Anon Valledieu and old Général de Coutures pleading the ties of family and home, begged to be excused. Now de Mortémar alone was left to entertain his surly guest, bored to distraction, and dislocating his jaws in the vain efforts which he made to smother persistent yawns.

It was then close on half-past seven. The final glory of the setting sun had yielded to the magic wand of night which had changed the vivid crimson and orange first to delicate greens and mauves and then to the deep, the gorgeous blue of a summer's evening sky. The stars one by one gleamed in the firmament, and soon the crescent moon, chaste and cold, added her incomparable glory to the beauty and the silent peace of the night.

Tiny lights appeared at masthead or prow of the many craft lying at anchor in the roadsteads, and from far away through the open window there came wafted, on the sweet salt breeze, the melancholy sound of an old Normandy ditty sung by a pair of youthful throats.

Fatigue and gloom had oppressed Gaston at first, now it was unconquerable rage, seething and terrible, which caused him to remain silent. De Mortémar was racking his brains for an excuse to break up this wearisome tête-à-tête without overstepping the bounds of good-breeding, whilst cursing his own impetuosity which had prompted him to take this surly guest under his wing.
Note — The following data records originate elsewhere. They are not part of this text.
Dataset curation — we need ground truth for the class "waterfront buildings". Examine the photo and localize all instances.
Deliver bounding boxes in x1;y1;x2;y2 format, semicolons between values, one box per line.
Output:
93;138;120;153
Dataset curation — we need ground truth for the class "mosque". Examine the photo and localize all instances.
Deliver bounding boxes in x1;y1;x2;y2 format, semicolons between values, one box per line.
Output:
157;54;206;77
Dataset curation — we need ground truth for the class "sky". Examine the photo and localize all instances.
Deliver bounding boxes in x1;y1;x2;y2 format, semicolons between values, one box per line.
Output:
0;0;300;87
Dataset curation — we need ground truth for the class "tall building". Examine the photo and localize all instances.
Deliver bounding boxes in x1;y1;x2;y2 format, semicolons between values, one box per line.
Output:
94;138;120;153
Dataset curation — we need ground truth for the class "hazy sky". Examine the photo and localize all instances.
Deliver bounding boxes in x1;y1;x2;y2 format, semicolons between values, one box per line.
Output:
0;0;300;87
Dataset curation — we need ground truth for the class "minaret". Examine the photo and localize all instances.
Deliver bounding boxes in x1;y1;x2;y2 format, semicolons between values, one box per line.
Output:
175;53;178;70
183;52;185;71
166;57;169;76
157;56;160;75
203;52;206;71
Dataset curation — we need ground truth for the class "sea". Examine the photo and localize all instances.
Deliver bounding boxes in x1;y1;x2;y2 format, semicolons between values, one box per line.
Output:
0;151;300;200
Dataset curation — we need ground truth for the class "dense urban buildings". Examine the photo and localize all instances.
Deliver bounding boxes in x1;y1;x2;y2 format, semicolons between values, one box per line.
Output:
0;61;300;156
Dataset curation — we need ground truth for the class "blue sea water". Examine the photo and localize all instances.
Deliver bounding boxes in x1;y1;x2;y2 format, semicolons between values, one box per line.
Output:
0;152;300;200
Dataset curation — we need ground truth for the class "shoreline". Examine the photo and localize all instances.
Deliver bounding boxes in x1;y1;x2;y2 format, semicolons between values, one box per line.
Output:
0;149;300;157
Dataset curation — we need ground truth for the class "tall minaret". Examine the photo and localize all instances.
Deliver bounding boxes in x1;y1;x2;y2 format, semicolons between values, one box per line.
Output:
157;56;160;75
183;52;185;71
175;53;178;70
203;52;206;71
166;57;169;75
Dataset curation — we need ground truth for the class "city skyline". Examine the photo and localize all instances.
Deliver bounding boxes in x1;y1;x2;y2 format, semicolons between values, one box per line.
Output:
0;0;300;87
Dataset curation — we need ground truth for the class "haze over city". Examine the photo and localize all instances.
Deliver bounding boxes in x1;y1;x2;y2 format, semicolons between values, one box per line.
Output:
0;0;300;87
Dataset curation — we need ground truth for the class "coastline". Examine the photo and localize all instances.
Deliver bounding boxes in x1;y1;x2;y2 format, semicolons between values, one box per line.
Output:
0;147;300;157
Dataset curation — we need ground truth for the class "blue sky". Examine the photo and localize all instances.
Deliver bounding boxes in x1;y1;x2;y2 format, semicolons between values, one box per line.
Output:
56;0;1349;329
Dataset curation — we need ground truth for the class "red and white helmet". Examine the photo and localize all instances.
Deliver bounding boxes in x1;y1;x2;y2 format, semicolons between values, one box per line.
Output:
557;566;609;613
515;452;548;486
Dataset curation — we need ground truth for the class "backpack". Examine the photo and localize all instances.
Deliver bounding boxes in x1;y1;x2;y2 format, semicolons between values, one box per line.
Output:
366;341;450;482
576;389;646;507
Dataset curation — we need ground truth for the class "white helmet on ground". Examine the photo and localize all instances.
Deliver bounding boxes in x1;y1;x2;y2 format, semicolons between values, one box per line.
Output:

Jean Marie now entered with the candles, causing a welcome diversion. He placed one massive pewter candelabrum on the table occupied by Gaston and de Mortémar: the other he carried to the further end of the room. Having placed that down too, he lolled back toward de Mortémar. His rubicund face looked troubled, great beads of perspiration stood out upon his forehead, and his fat fingers wandered along the velvety surface of his round, closely-cropped crown.

"M'sieu le Comte . . ." he began hesitatingly.

"What is it?" asked Mortémar smothering a yawn.

"A stranger, M'sieu le Comte . . ." stammered Jean Marie.

"What, another? . . . I mean," added the young man with a nervous little laugh, feeling that the sudden exclamation of undisguised annoyance was not altogether courteous to his guest, "I mean a . . . an . . . an . . . unknown stranger? . . . altogether different to M. le Comte de Stainville, of course!"